Muggia. E’ in scadenza il 16 novembre il bando per la realizzazione di “un monumento dedicato all’esodo degli italiani dall’Istria, Fiume e Dalmazia”. La partecipazione è garantita sia singoli che ai gruppi di progettazione, e promuove l’adesione dei giovani, al fine di favorire anche tra le nuove generazioni il confronto attivo con il tema dell’esodo.
Promosso in collaborazione con il Comune di Muggia, la direzione Regionale per i Beni Culturali e paesaggistici del FVG e le associazioni rappresentative degli esuli, il bando (disponibile sul sito www. provincia.trieste.it) è stato illustrato nei giorni scorsi dalla Presidente della Provincia, Maria Teresa Bassa Poropat: “Come luogo simbolo – ha spiegato – abbiamo scelto la zona di Albaro Vescovà/Skofije, luogo del transito verso l’Italia di migliaia di famiglie istriane, fiumane e dalmate”.
L’opera sarà dunque collocata nel Comune di Muggia, in corrispondenza della rotatoria di innesto della nuova strada provinciale n. 15 “delle Noghere” con la strada statale n. 15 “Flavia”, proprio nell’area effettivamente percorsa dalle popolazioni italiane durante l’esodo dalle terre dell’Adriatico orientale. “Il Monumento – ha aggiunto la Bassa Poropat – dovrà essere in grado di conservare la memoria di questa significativa pagina di storia favorendo al contempo la diffusione della conoscenza della storia locale e lo sviluppo di una cultura di pac, tolleranza e di pacifica convivenza tra i popoli”.

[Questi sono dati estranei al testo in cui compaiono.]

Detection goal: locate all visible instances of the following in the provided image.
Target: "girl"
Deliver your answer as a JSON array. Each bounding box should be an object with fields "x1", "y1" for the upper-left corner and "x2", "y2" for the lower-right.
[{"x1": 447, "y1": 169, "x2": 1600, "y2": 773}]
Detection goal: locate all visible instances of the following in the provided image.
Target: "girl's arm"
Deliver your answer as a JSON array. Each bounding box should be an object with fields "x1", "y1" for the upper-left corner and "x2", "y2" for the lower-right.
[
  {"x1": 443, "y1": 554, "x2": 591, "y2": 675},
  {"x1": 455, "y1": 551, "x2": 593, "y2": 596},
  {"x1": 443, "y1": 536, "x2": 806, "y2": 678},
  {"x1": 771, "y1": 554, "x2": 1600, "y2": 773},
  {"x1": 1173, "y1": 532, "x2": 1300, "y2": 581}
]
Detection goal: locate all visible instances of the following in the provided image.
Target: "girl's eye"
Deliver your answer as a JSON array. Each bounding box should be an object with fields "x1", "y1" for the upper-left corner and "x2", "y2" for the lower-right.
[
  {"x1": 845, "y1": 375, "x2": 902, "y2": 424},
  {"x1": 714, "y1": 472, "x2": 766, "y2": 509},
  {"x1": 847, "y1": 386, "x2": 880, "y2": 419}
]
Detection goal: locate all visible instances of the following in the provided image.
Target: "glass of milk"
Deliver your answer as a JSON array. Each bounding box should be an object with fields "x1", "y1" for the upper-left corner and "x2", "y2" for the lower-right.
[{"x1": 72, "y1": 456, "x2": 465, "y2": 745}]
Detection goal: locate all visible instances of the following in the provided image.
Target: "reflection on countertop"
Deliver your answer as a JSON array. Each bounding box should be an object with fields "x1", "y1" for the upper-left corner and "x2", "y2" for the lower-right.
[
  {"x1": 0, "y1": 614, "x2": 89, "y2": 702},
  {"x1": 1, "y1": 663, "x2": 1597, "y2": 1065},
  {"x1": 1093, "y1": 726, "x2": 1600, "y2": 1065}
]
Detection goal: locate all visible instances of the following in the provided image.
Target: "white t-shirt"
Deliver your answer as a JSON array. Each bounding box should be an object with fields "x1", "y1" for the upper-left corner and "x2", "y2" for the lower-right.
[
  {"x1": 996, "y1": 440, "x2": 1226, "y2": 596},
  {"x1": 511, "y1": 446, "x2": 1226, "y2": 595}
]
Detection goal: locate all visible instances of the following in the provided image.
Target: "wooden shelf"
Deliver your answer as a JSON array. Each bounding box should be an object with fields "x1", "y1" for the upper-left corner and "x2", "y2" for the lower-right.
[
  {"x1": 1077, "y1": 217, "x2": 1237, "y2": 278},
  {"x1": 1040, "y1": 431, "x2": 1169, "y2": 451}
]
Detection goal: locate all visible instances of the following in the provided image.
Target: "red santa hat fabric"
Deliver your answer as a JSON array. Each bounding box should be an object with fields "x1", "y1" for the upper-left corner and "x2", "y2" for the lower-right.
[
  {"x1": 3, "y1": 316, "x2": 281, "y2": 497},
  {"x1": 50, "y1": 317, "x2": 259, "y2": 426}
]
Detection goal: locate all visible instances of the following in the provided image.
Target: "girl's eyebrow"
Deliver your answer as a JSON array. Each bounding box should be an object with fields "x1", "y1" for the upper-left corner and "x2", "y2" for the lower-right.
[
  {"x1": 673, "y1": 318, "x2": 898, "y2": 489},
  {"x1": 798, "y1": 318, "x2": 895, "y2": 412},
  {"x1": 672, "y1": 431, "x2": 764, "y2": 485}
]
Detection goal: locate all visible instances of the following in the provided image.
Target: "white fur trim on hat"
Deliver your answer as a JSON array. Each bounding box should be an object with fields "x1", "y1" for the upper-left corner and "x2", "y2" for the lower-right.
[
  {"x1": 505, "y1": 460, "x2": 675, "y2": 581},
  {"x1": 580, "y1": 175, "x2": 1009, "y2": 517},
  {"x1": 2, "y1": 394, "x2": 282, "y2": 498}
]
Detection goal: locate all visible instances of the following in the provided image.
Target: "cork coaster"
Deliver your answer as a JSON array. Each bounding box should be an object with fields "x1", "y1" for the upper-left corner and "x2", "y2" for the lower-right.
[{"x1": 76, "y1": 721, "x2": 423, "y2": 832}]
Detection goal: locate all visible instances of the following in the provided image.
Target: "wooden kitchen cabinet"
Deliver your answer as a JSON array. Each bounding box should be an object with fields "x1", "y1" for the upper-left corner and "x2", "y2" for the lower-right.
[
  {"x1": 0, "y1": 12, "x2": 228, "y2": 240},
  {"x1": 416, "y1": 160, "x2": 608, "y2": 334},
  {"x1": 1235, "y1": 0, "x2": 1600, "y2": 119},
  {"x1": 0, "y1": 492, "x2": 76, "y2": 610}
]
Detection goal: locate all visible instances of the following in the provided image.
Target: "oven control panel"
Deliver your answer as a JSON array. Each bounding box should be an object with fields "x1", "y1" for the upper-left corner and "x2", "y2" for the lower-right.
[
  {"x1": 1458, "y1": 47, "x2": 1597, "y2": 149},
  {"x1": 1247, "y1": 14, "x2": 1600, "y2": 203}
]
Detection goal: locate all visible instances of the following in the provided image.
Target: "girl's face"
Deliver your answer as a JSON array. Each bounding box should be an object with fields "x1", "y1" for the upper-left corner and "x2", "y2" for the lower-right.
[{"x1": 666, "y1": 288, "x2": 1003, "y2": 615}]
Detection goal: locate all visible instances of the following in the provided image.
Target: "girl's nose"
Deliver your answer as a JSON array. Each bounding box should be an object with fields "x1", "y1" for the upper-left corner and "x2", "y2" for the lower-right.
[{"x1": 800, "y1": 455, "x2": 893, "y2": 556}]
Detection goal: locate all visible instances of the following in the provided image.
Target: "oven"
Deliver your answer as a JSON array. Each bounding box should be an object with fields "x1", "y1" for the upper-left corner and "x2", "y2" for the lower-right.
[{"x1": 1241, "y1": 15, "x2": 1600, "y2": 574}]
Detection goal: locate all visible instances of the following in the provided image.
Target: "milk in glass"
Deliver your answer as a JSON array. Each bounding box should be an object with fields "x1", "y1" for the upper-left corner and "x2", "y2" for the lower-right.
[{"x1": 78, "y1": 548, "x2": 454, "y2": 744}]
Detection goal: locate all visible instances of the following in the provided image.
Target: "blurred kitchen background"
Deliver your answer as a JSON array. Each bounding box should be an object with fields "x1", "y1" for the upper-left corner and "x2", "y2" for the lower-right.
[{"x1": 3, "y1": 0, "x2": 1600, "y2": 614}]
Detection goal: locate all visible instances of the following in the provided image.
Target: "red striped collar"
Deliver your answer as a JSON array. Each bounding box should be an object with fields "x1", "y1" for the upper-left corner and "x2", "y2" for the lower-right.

Il vincitore dovrà realizzare il monumento entro giugno 2010.
(fonte: rinascitabalcanica.com)
bella l’iniziativa, deprimente el logo scelto.
dopo 60 sul territorio mujesan finalmente un segno della storia che ga interesado pesantemente anche questo comun (riduzion drastica del territorio, presenza de campi profughi, costruzion de interi villaggi per ospitar chi rivava dalle altre cittadine istriane)
nissuna giunta mujesana in tutti questi anni ga fato niente, e anche qua, desso, ghe vol ringraziar la provincia (che xe tuto dire…)
Avevo fatto un salto sulla sedia: ad Albaro Vescovà/Skofije in Slovenia accettano di erigere un monumento all’esodo?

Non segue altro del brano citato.